Home > Uncategorized > Invisible in the hallway…

Invisible in the hallway…

I can still remember. Those days.

Being a teen. Lost in crowds and hallways and only feeling safe in my room, or after a quickly slammed 6 pack paid for with money my Mom thought was for a post-game burger and fries.

Most of us had no confidants. We were on our own…….navigating the ups and downs and further-downs of adolescence, with only our acne and insecurity for company. Sleep was a refuge, the only time when we didn’t have to make up our own dreams. During sleep they came on their own….like the previews you aren’t expecting before the movie. So…..on the weekends we’d push on until mid-day. Pleasantly oblivious.

stressSchool was a 6+ hour battle royal intended to jump-start every neurosis we’d managed to keep in check during off hours. Filled with bullies and stoners and freaks and mindless jocks and girls who, if you caught their eye at all, would only giggle. Classes were a hodge-podge of things you didn’t care about mixed with things you could not retain despite constant attempts at rote memorization. If you had any type of gift at all that didn’t involve a ball of some kind, you felt like a freak and kept it to yourself. Even the teachers seemed bored, falling through the doors at the end of the day with the same 1000 yard stare you had. School was an endurance test.

I remember watching the movie “The Exorcist” in this kids’ basement when we were maybe 14…..and then walking home with this other guy, and neither of us able to admit to the other that we were terrified. Then we reached a long dark alley that we had to walk down, and at the same exact time we both took off on a dead sprint until we reached the lighted main road. We just started walking again and didn’t mention a thing. In retrospect this sorta summed up being a teenager for me. If you don’t talk about it, it never happened.

There was no how-to book. If you messed up being 13, you didn’t get a do-over. And if the girl you loved didn’t love you back, chances are that shit wasn’t gonna change when you were 14. Everything was life and death…..and there was no sense of time other than “forever”. You would be this awkward forever. Stuck with the big nose of jug ears forever. Afraid of that guy forever. A stuttering mess in front of that girl forever. Terrified of the devil and Max Von Sydow forever. And you would never, ever get laid.

You were taught, always, to conform. To respect authority even if you knew they were full of shit. If you disagreed, you were never right. Even if you found an alternate, more scenic route that still got you were they wanted you to go, you weren’t allowed to take it. The finish line was not the only thing provided to you.

You searched for ways to not feel this way. The drink or the joints or the pills that made it all go away for that hour or that weekend. The music that allowed you to get lost in a different part of your head, the part that screamed rebellion. That part that wasn’t scared of its own shadow. You found the books that would shape you….or the films that would inspire you. Or maybe the musical instrument that would help you tear down the wall.

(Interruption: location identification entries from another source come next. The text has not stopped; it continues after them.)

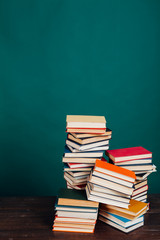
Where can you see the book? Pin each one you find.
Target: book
(124, 222)
(71, 229)
(71, 197)
(140, 190)
(80, 121)
(135, 208)
(76, 181)
(75, 208)
(132, 162)
(142, 198)
(87, 140)
(98, 198)
(112, 179)
(77, 187)
(111, 185)
(87, 135)
(107, 195)
(123, 229)
(115, 171)
(77, 174)
(73, 182)
(139, 167)
(101, 148)
(126, 154)
(86, 130)
(80, 165)
(79, 160)
(83, 147)
(68, 169)
(86, 215)
(68, 153)
(139, 184)
(74, 220)
(101, 189)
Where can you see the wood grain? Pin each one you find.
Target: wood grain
(32, 218)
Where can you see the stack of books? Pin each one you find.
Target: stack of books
(87, 140)
(110, 184)
(124, 219)
(138, 160)
(74, 213)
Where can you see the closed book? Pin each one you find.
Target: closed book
(68, 169)
(74, 182)
(107, 195)
(110, 169)
(139, 184)
(140, 190)
(87, 140)
(77, 187)
(75, 208)
(124, 222)
(76, 179)
(101, 148)
(68, 153)
(65, 229)
(71, 197)
(83, 147)
(108, 132)
(139, 167)
(112, 179)
(124, 154)
(79, 160)
(132, 162)
(111, 185)
(74, 220)
(87, 215)
(134, 209)
(100, 199)
(141, 198)
(80, 165)
(86, 130)
(123, 229)
(101, 189)
(82, 121)
(77, 173)
(74, 225)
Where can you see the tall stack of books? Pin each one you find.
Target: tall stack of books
(124, 219)
(87, 140)
(138, 160)
(110, 184)
(74, 213)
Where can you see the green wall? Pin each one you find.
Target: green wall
(74, 57)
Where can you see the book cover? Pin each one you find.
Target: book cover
(128, 153)
(112, 168)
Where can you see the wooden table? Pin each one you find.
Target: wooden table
(32, 218)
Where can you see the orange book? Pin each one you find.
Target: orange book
(116, 171)
(134, 209)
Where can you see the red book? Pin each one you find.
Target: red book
(127, 154)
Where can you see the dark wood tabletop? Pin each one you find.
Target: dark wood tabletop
(32, 218)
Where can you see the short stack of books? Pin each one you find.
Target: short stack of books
(138, 160)
(110, 184)
(124, 219)
(74, 213)
(87, 140)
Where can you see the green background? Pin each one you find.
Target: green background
(74, 57)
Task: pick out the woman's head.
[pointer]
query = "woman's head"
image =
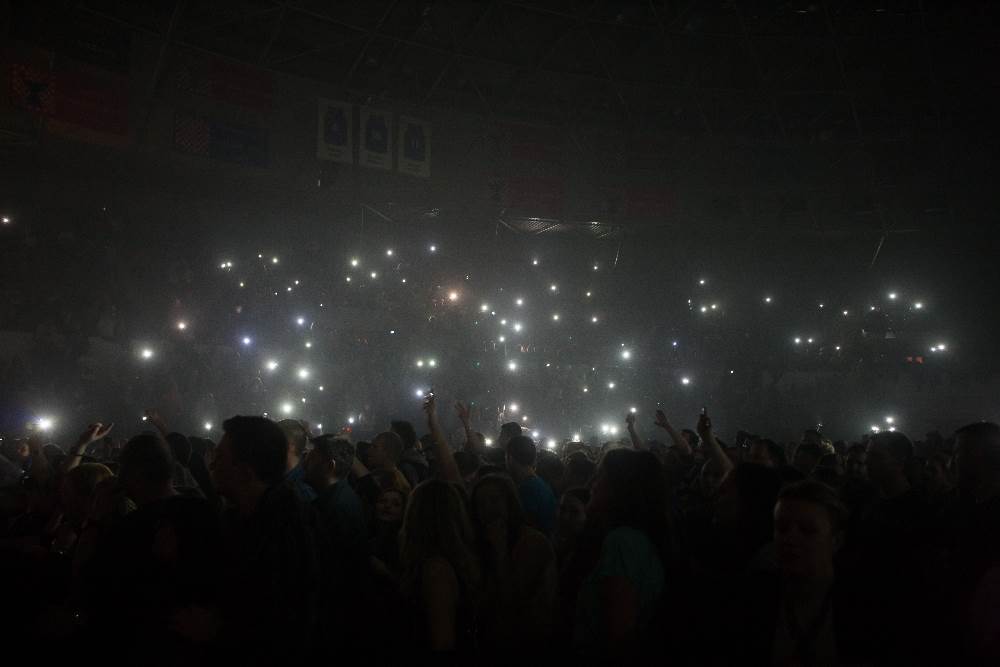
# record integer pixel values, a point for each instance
(494, 498)
(389, 506)
(808, 523)
(436, 524)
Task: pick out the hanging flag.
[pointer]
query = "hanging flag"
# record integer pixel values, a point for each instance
(414, 146)
(219, 140)
(335, 132)
(376, 139)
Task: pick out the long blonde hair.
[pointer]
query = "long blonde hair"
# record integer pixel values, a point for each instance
(436, 523)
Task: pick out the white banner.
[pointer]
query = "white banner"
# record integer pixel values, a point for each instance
(376, 138)
(414, 146)
(335, 136)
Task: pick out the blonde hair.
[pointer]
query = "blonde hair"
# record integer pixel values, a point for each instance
(436, 524)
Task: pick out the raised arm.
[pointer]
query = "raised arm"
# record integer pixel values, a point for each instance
(636, 440)
(713, 450)
(93, 433)
(675, 435)
(442, 452)
(472, 443)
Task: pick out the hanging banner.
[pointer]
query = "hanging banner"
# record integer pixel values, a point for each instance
(376, 139)
(414, 146)
(335, 134)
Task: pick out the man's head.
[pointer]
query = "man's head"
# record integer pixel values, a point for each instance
(328, 461)
(385, 451)
(146, 467)
(250, 457)
(405, 432)
(521, 453)
(977, 459)
(507, 432)
(807, 455)
(889, 456)
(297, 438)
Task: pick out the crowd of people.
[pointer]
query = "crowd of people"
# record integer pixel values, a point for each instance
(276, 544)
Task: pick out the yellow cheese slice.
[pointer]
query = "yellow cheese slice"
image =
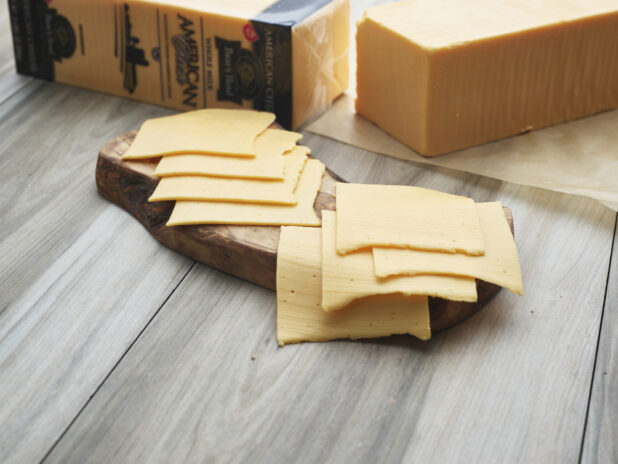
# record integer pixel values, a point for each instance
(242, 190)
(499, 265)
(267, 164)
(347, 278)
(299, 314)
(216, 131)
(303, 214)
(405, 217)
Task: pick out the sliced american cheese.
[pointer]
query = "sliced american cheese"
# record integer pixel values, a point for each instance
(350, 277)
(302, 214)
(267, 164)
(299, 293)
(241, 190)
(405, 217)
(216, 131)
(499, 265)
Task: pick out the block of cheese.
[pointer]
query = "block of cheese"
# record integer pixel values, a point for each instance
(216, 131)
(406, 217)
(350, 277)
(286, 57)
(267, 164)
(228, 189)
(499, 265)
(302, 214)
(299, 293)
(443, 75)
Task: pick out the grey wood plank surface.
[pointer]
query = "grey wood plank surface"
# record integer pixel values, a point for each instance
(601, 435)
(206, 381)
(80, 278)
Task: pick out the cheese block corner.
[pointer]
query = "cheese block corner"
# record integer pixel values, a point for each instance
(444, 75)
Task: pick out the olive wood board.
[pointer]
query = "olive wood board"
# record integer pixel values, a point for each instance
(248, 252)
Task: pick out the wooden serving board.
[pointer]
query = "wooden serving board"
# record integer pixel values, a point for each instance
(248, 252)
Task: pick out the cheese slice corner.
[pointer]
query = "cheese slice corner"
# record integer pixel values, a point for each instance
(499, 265)
(216, 131)
(405, 217)
(301, 214)
(299, 314)
(346, 278)
(202, 188)
(268, 164)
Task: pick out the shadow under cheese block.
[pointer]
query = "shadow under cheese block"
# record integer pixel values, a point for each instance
(445, 75)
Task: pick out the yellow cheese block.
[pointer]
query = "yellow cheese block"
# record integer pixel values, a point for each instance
(443, 75)
(216, 131)
(267, 164)
(350, 277)
(242, 190)
(299, 293)
(499, 265)
(406, 217)
(302, 214)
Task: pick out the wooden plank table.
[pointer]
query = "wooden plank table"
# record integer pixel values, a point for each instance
(116, 349)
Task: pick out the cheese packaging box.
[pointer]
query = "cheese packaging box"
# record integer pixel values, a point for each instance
(288, 57)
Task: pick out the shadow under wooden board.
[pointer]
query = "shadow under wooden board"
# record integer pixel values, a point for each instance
(248, 252)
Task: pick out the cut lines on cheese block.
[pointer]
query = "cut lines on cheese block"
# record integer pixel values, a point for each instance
(267, 164)
(299, 294)
(200, 188)
(206, 212)
(405, 217)
(347, 278)
(216, 131)
(499, 265)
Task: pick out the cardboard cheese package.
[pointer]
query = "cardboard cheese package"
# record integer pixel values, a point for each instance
(289, 57)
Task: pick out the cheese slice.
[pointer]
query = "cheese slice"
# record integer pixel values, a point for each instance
(350, 277)
(216, 131)
(267, 164)
(499, 265)
(405, 217)
(299, 293)
(303, 214)
(443, 75)
(243, 190)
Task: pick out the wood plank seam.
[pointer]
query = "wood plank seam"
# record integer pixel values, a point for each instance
(116, 364)
(596, 354)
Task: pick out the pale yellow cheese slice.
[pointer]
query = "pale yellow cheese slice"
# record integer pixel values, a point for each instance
(405, 217)
(242, 190)
(267, 164)
(499, 265)
(299, 293)
(347, 278)
(216, 131)
(303, 214)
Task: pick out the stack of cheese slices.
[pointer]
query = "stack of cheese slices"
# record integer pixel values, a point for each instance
(368, 272)
(228, 167)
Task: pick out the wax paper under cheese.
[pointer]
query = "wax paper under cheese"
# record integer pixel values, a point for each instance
(347, 278)
(267, 164)
(242, 190)
(499, 265)
(215, 131)
(405, 217)
(208, 212)
(299, 314)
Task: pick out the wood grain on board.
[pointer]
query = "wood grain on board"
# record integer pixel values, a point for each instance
(207, 382)
(248, 252)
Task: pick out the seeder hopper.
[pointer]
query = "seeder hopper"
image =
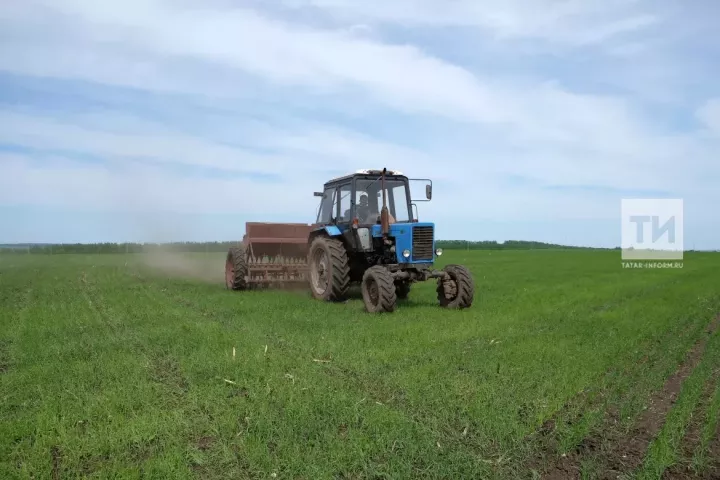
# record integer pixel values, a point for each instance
(270, 254)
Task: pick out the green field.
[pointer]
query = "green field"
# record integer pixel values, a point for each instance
(122, 366)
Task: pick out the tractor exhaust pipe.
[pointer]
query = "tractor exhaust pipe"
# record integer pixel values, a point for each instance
(384, 217)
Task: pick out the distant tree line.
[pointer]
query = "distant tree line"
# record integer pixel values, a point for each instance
(87, 248)
(213, 247)
(493, 245)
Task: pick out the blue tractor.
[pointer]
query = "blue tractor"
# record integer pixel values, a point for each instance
(366, 233)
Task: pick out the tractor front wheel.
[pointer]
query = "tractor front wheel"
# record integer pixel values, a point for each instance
(378, 290)
(236, 269)
(457, 289)
(329, 269)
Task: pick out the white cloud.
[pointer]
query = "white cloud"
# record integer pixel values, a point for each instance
(560, 130)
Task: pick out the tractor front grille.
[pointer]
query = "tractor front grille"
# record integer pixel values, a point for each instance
(422, 243)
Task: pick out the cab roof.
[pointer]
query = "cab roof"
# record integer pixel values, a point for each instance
(364, 172)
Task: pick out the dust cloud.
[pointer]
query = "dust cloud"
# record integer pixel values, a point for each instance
(205, 267)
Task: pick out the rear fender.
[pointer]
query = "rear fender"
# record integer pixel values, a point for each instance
(326, 230)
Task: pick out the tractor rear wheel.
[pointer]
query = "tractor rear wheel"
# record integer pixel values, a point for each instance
(329, 269)
(236, 269)
(378, 290)
(457, 290)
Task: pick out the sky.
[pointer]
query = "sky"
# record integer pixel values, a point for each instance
(159, 120)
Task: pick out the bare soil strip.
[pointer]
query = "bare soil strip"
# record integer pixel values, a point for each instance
(684, 469)
(615, 452)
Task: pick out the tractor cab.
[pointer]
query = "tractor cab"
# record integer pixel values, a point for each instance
(357, 199)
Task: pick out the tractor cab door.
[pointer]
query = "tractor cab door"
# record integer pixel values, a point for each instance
(336, 206)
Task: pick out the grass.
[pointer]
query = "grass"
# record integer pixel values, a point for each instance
(113, 365)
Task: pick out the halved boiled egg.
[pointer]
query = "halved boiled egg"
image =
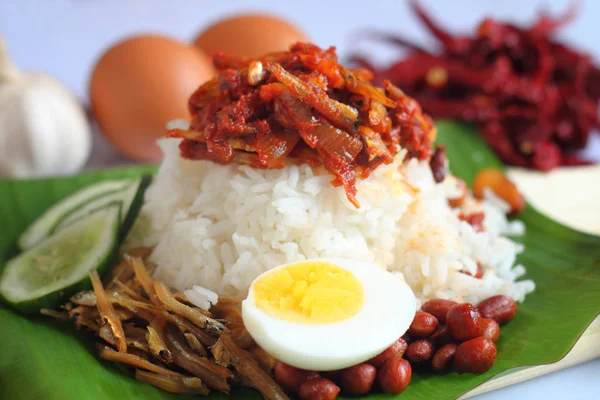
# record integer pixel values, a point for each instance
(327, 314)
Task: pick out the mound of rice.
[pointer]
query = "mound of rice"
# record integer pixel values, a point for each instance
(220, 226)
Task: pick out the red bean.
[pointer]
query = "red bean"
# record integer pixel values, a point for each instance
(475, 356)
(397, 349)
(443, 358)
(424, 325)
(438, 308)
(499, 308)
(394, 375)
(290, 378)
(501, 186)
(318, 389)
(491, 329)
(442, 337)
(358, 380)
(420, 351)
(464, 322)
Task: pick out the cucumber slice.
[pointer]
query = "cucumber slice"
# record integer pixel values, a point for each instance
(132, 198)
(43, 227)
(44, 276)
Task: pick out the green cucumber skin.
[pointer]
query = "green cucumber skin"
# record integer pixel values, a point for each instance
(55, 299)
(23, 241)
(135, 207)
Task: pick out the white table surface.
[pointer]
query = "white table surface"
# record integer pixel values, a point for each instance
(64, 37)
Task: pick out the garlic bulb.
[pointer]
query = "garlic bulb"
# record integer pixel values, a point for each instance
(43, 129)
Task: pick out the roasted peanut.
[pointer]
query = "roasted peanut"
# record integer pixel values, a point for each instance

It was a constant tug of war. Between wanting desperately to fit in, and being so tempted to finally say “fuck it” and break free. Being in that straitjacket, but secretly knowing how Houdini always managed to get out of it. What would happen if you finally stuck your head above the parapet? Somebody is gonna shoot, that’s what.

But that’s what it’s all about, and it takes the teen years to bring this into focus. Some never get past the crushing conformity, and the rules that aren’t written down anywhere but everybody is expected to know. They go off into the world with their conference championship trophies and their squeaky cheerleader voices and sing “Glory Days” when it plays on the jukebox at the same bar that winked at their first fake ID.

And some run for the hills and dodge the bullets and never look back, and have been causing the right kind of trouble ever sense.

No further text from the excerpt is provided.